Cerpen Restoe Prawironegoro Ibrahim
MARIA merebahkan tubuhnya di atas tempat tidur. Digerakkan kedua pundaknya beberapa kali hingga terdengar bunyi gemerutuk tulang kering di antara keduanya. Matanya menatap lurus ke langit-langit kamar. Di situ seolah-olah tergambar kembali ceramah-ceramah yang selalu diikutinya setelah selesai responsi agama. Beberapa kalimat yang kerap kali didapatnya dan sulit untuk melupakannya, selalu terngiang di telinganya.
“Cobalah kalian baca surat Al-Mumtahanan ayat 10; ……… Mereka tiada halal bagi orang-orang kafir itu dan orang-orang itu tiada halal pula bagi mereka…… Jadi jelaslah, untuk kaum wanita adalah haram mendapatkan pendamping hidupnya yang bukan beragama Islam…….!”
Maria memejamkan mata dan menghela nafas berat. Kini wajah Fahri hadir dengan senyum kedewasaannya.
“Agama kita memang berbeda, Maria, tapi semua itu tak akan dapat mengalahkan kasih di antara kita………,” begitu selalu yang dikatakan Fahri setiap saat padanya.
Dalam keadaan seperti ini, perasaan sedih dan marah bercampur menjadi satu. Tapi ia tak tahu siapa yang salah dalam hal ini. Sejak TK ia telah dimasukkan ke sekolah Katolik, hingga SMU tak secuil pun pelajaran agamanya yang ia dapatkan dari sekolahnya. Ia memang belajar mengaji dan sholat hingga lancar, tapi tak tahu apa makna dari semua itu. Tidak ada perasaan memiliki atas agama yang tertulis dalam buku laporannya selama ini.
Dan saat ini, sedang menyelesaikan studi pasca-sarjananya di Perguruan Tinggi di mana ia melanjutkan cita-citanya, semakin tahulah Maria bahwa hukum-hukum Islam begitu luas, bukan hanya rukun Islam dan rukun Iman yang telah dihafalnya di luar kepala. Dosen dan para asisten serta teman-temannya telah membuka matanya lebar-lebar tentang Islam. Aisyah tidak tahu apa yang harus ia katakan pada Fahri , hubungan mereka sudah berjalan hampir tiga tahun. Meskipun Fahri memikirkan studi kuliahnya untuk menyelesaikan pasca-sarjana di Universitas Al-Azhar, tapi hubungan mereka selalu hadir hampir setiap hari, dan di antara berdua sangat saling membutuhkan.
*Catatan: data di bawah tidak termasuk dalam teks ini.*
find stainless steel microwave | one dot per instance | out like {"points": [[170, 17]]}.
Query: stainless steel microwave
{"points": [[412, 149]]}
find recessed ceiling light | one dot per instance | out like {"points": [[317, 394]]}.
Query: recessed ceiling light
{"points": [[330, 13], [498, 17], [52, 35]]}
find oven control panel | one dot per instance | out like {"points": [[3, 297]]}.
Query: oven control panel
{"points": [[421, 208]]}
Maria menatap lampu tidur warna biru lima watt yang menerangi kamarnya di lantai paling atas sebuah rumah apartemen. Lampu seperti itu pulalah yang selalu menerangi jiwanya di mana hendak mengirimkan kado buat Fahri lewat tali beserta keranjangnya yang berisi makanan. Sebuah kamar apartemen yang cukup praktis dengan jendela kecil saja. Maria tidak tahu apakah itu salah. Yang pasti ia begitu bahagia mendapatkan seorang Fahri yang sangat dewasa, sopan, penuh pengertian dan kasih sayang.
Dan sekarang sebuah vonis seolah-olah diberikan padanya. Haram! Akh……. Maria mengusap air mata yang tiba-tiba membasahi pipinya. Mengapa tidak sejak dahulu ia mengetahui semua itu, sebelum ia mengenal Fahri. Air matanya kian deras mengalir. Maria bimbang. Dalam keadaan seperti itu, perlahan-lahan Maria bangkit dan menyalakan lampu besar di samping lampu biru. Lambat-lambat ia berjalan untuk mengambil air wudhu. Kemudian sholat.
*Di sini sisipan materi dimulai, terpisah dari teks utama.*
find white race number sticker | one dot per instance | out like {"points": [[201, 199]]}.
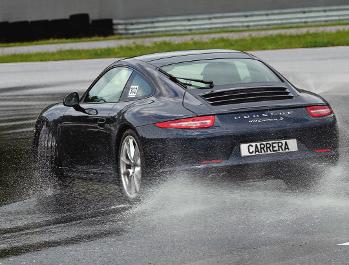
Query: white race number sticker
{"points": [[133, 91]]}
Di balik tudung putih, Maria masih terpekur duduk di atas sajadahnya, Maria enggan beranjak dari atas sajadahnya.
“Ya Allah! Berilah jalan yang terbaik bagiku. Dan ampunilah segala dosaku selama ini,” jerit hatinya di antara ayat-ayat yang terucap dari mulutnya. Mulutnya terus berdzikir, dan hatinya semakin tenang kini, ia terus berdzikir…….. hingga tertidur.
Setelah sholat Maria membaca ayat suci Al-Qur’an. Kemudian membaca bahan kuliahnya untuk hari ini.
****
Maria diam tidak tahu apa yang harus diperbuatnya.
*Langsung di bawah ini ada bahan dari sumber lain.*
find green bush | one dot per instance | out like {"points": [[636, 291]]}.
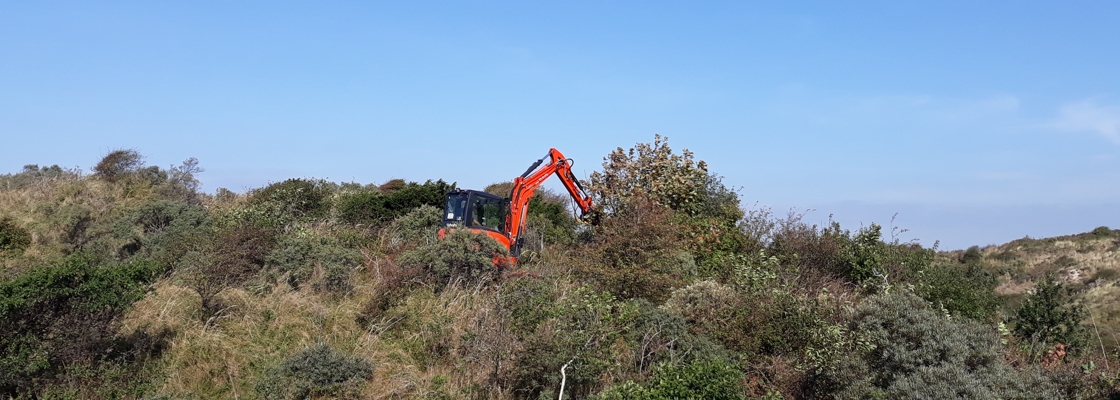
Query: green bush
{"points": [[460, 258], [33, 175], [962, 290], [1050, 315], [700, 380], [972, 256], [582, 327], [64, 314], [299, 256], [372, 207], [318, 370], [295, 200], [640, 253], [14, 240], [417, 228], [223, 258], [119, 164], [914, 352]]}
“Kau harus berani menghadapi kenyataan, yang terburuk sekalipun….,” kata Aisyah. “Atau bila kau merasa tidak kuat, tidak usah sekaligus, perlahan-lahan saja………”
“Tapi Mbak bila semakin lama, maka semakin sulit saya melepaskan dia.”
Aisyah tersenyum tenang di balik wajah jubahnya yang hitam terturtup, hanya tinggal kedua matanya yang nampak.
“Mbak mengerti, kalau kau memang merasa telah kuat, ambillah keputusan itu. Tapi yang penting tidak usah main kucing-kucingan dengan tidak mau menemui dia. Itu bukan penyelesaian yang baik. Mbak yakin kau wanita non-muslim yang kuat, Maria. Kemukakanlah keputusan itu padanya. Mbak juga berdoa semoga semuanya berjalan dengan baik.”
Ya, mengapa aku harus takut bila berada di jalan yang benar, bisik hati Maria.
“Terima kasih, Mbak!”
Aisyah tersenyum sambil meraih pundak Maria.
“Yakinlah, Allah akan memberikan hikmah-Nya untuk setiap apa yang terjadi . Maka tegar dan bersabarlah dalam menghadapi segala sesuatu. Kau masih ada kuliah?”
“Tidak!”
Sayup-sayup dari masjid terdengar suara adzan.
Maria mengambil wudhu untuk sholat dan memohon kekuatan kepada Allah Subhana Wataala.
“Innalillahi-wainnahirojion……….” bisik Aisyah mendengar kepergian sahabatnya. Ia akan menang di sana bersama Tuhan! Aisyah yakin itu. ***
Jakarta-Slipi Jaya, catatan; 28 Februari – 13 Maret 2008.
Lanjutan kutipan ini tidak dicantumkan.